For some evaluation purpose I set up a series of tests using ‘conventional’ rtrace. Then I started comparing them to results obtained with the two phase method but experienced some difficulties. All simulations are run on windows 10, using radiance 5.2. The test case used is a rather simple geometry with a black box, having an opening on one side. Light is scattered inside by a diffusely reflecting plane at some distance from the opening (0.65 m and 1 m … 8 m from receiving plane). No sky is considered, only sun light with an incidence angle of 60° on the scattering plane (latitude 30°, longitude 0°, 21th march, +12:00).
So far I tested rtrace simulations with different parameters and wanted to compare the results to the matrix based methods but I am having trouble with this. Using the simple two phase method simulation times are very long whilst the results still are quite poor. Thus I tried using the improved sun calculation with genskyvec / rcontrib, as proposed in the Radiance Matrix Based Methods manual.
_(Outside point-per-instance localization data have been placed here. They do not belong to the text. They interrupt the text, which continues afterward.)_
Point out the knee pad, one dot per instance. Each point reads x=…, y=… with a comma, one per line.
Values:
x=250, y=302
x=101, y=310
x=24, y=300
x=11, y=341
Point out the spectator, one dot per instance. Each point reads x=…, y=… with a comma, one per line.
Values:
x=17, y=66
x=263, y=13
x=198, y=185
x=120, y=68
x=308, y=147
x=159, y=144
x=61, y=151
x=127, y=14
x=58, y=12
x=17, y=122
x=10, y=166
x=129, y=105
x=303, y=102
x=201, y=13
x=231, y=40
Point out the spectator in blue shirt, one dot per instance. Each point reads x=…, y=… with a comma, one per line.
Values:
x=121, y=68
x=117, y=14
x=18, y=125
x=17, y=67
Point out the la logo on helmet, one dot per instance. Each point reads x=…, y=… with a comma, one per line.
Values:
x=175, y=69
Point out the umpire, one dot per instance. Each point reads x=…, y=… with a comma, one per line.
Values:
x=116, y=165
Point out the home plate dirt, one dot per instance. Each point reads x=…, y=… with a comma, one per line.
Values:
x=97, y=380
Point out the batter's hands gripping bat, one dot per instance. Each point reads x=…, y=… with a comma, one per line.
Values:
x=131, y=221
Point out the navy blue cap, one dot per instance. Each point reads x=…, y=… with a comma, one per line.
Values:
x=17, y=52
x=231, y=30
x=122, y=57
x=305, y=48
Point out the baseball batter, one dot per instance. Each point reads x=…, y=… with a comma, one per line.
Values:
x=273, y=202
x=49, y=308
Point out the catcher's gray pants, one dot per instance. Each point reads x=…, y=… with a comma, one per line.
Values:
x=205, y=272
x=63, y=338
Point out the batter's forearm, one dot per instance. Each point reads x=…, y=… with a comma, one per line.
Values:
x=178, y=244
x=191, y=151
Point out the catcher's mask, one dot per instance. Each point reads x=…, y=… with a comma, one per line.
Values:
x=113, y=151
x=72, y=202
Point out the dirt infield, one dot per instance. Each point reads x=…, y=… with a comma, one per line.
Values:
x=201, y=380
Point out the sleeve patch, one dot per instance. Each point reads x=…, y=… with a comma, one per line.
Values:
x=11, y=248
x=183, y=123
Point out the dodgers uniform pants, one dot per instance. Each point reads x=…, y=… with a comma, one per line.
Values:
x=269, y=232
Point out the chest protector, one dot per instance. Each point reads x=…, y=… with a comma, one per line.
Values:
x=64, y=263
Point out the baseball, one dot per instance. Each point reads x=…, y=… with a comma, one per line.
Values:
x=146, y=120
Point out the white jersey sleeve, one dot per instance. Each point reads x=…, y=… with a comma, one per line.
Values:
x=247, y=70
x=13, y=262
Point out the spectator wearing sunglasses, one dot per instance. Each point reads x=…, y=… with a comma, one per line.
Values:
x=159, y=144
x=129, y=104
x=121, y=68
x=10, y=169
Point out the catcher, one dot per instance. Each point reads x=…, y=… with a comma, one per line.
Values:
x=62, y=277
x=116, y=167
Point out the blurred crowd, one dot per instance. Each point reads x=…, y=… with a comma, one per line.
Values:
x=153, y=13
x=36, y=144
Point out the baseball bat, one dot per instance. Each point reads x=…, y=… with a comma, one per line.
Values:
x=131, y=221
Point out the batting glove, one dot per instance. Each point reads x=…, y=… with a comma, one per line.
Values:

With the result that the calculation time are even longer and there resulting irradiance is about a factor of 15 lower than the one obtained with rfluxmtx.
Rfluxmtx was run with these parameters (calculation time ~7300 s):
rfluxmtx -ad 30000 -ab 4 -lw 1.0e-4 -I+ (-m 2 sky generation)
What is driving up calculation time is the ad parameter but even more the lw parameter. Effectively sensor points on the scattering plane get calculated fast, what takes so long to calculate are the points inside the box.
And rtrace e.g. with these (calculation time ~2 s):
rtrace -aa 0.15 -ab 4 -ad 256 -ar 32 -as 20 -dc 0 -dj 0.7 -dp 32 -dr 0 -ds 0 -lw 0.05 -st 1.0 -I
So my question, what might cause the scaling in genskyvec / rcontrib, which parameters for rfluxmtx are supposed to give reliable results, is there a way to reduce calculation times and what would be an alternative approach using rtrace and weather files?
Of course I can supply more information and files from the simulations if necessary, just let me know.